Freshly furnished, I gingerly slid the paper beneath the cup edge, confining the spider without catching any of its many limbs - always a distressing development - and levered the arachno-prison away from the
Nimbly - probably - I hopped down from the chair, flew downstairs, exited the house via the front door, traversed the ghostly garden, navigated the gate, crossed the pavement, and despatched the spider onto the mercifully quiet and deserted road with a robust shake, waiting until I saw it scurry northwards before darting back into the house.
Once my offspring were reassured that the poly-limbed fiend had been safely relocated, we were all able to return to bed.
It must have been a one-off, I reasoned with myself, as I drifted back to sleep; far too early in the year for spider season.
A few mornings later, I got up, opened the curtains, and heard a distinct thud. To my abject horror, on the windowsill lay the black, shrivelled husk of a spider, legs drawn in, immobile.
I stared at it, paralysed, for some time, rationalising that it must have been dead before it fell, hence its loss of grip.
My husband, noticing my stationary stance, asked what was wrong. As I shakily explained, another audible thump manifested itself.

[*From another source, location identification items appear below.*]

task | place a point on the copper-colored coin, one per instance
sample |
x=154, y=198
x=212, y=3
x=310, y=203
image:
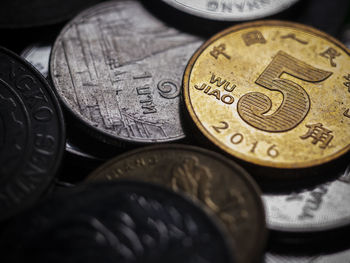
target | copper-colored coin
x=272, y=93
x=219, y=183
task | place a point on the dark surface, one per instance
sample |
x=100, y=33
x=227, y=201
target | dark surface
x=32, y=134
x=24, y=13
x=122, y=222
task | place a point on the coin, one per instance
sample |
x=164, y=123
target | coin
x=24, y=14
x=272, y=93
x=217, y=182
x=232, y=10
x=38, y=55
x=118, y=70
x=117, y=222
x=318, y=208
x=32, y=134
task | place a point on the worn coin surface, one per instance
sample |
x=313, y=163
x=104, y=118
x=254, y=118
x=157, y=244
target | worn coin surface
x=117, y=222
x=32, y=134
x=206, y=176
x=322, y=207
x=272, y=93
x=232, y=10
x=38, y=55
x=118, y=70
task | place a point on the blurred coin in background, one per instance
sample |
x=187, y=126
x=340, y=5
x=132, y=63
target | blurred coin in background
x=217, y=182
x=24, y=14
x=32, y=134
x=117, y=222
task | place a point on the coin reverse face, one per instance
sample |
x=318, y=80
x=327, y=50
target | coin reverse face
x=118, y=70
x=32, y=134
x=272, y=93
x=232, y=10
x=217, y=182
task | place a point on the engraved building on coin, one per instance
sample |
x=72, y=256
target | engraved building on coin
x=118, y=70
x=272, y=93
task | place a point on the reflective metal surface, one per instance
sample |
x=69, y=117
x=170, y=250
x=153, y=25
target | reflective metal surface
x=118, y=70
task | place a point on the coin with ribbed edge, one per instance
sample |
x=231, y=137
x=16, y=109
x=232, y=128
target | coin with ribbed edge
x=220, y=184
x=32, y=134
x=272, y=93
x=117, y=222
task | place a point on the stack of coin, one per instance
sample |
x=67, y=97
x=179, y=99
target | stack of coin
x=155, y=131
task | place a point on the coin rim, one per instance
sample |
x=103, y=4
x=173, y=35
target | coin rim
x=216, y=141
x=61, y=135
x=218, y=16
x=260, y=240
x=83, y=122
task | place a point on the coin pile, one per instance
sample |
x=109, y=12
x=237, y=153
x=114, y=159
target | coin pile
x=155, y=131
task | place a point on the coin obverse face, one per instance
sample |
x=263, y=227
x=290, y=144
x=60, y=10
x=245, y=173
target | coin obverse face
x=272, y=93
x=232, y=10
x=220, y=184
x=118, y=70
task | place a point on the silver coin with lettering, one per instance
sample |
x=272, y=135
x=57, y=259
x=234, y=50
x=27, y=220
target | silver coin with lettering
x=231, y=10
x=118, y=69
x=323, y=207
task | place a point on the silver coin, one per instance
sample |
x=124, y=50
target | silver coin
x=38, y=55
x=323, y=207
x=231, y=10
x=335, y=257
x=119, y=70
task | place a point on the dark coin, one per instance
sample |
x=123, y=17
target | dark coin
x=32, y=134
x=322, y=207
x=117, y=222
x=38, y=55
x=23, y=13
x=231, y=10
x=118, y=70
x=217, y=182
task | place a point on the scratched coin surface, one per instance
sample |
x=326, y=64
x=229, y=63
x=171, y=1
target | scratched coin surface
x=119, y=70
x=125, y=222
x=32, y=134
x=216, y=181
x=272, y=93
x=322, y=207
x=232, y=10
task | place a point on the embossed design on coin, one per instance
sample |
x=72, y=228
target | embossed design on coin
x=138, y=222
x=318, y=208
x=206, y=176
x=31, y=134
x=288, y=95
x=232, y=10
x=118, y=70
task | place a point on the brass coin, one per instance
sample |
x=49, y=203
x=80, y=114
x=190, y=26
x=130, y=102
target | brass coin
x=272, y=93
x=219, y=183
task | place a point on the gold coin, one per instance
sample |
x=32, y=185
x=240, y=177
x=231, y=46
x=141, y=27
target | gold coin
x=272, y=93
x=224, y=187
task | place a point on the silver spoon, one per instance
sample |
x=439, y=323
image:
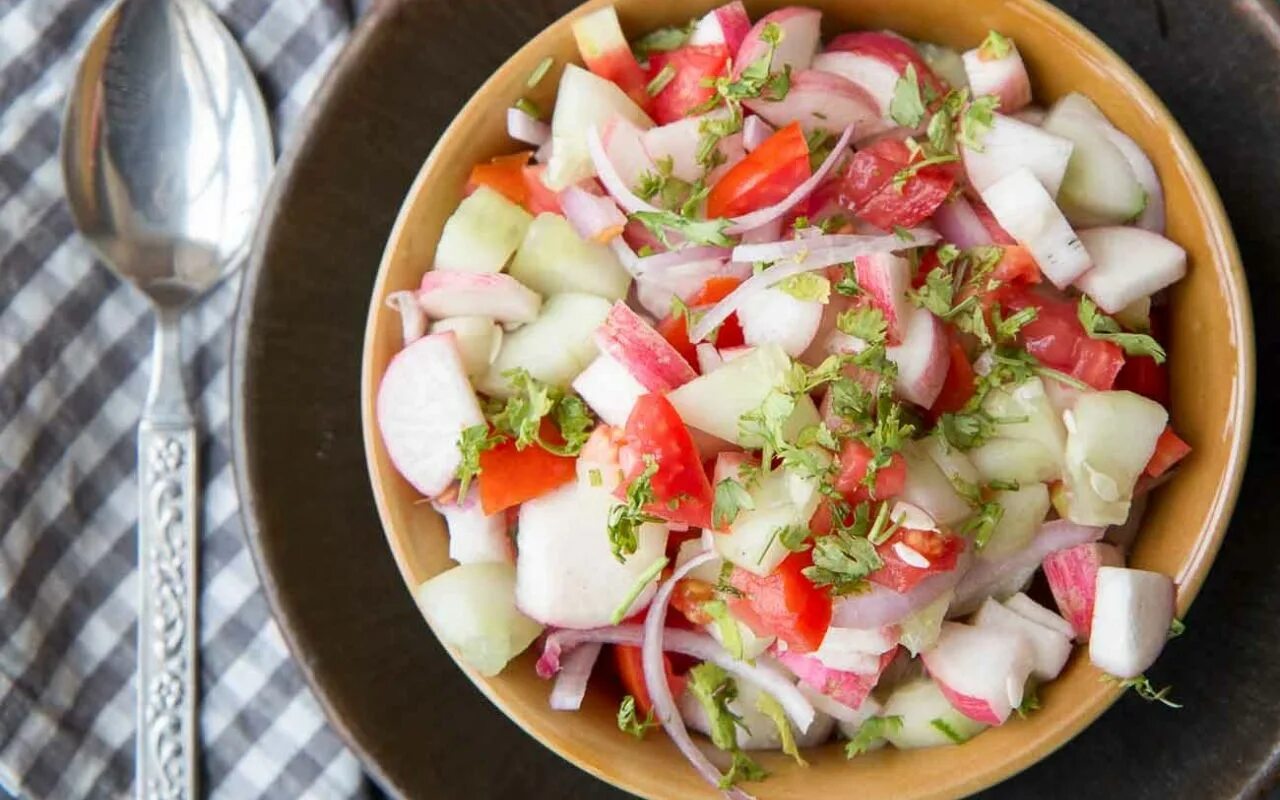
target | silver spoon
x=167, y=154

Convinced that we were about to be rained upon by multiple arachnids, I turned back to the window, and was aghast to see the spider had disappeared - clearly, it had been feigning its demise and was seeking revenge for having been dislodged from the curtains.
I felt something brush against my bare foot and jumped onto the bed with a piercing shriek.
Extensive searching - by my husband; I did not relish relinquishing the safety of the bed - revealed an absence of arachnid.
Evidently, it was on the prowl somewhere in the house.
Things took a darker turn as my husband casually informed me that he had recently seen a spider himself, in the bottom of the house. With an egg sack on its back.
With prudent haste, he verified that he had removed it from the property.
Nevertheless - and it is with a heavy heart, and with the utmost empathy and reluctance - I have no choice but to declare spider season open. Good luck, one and all.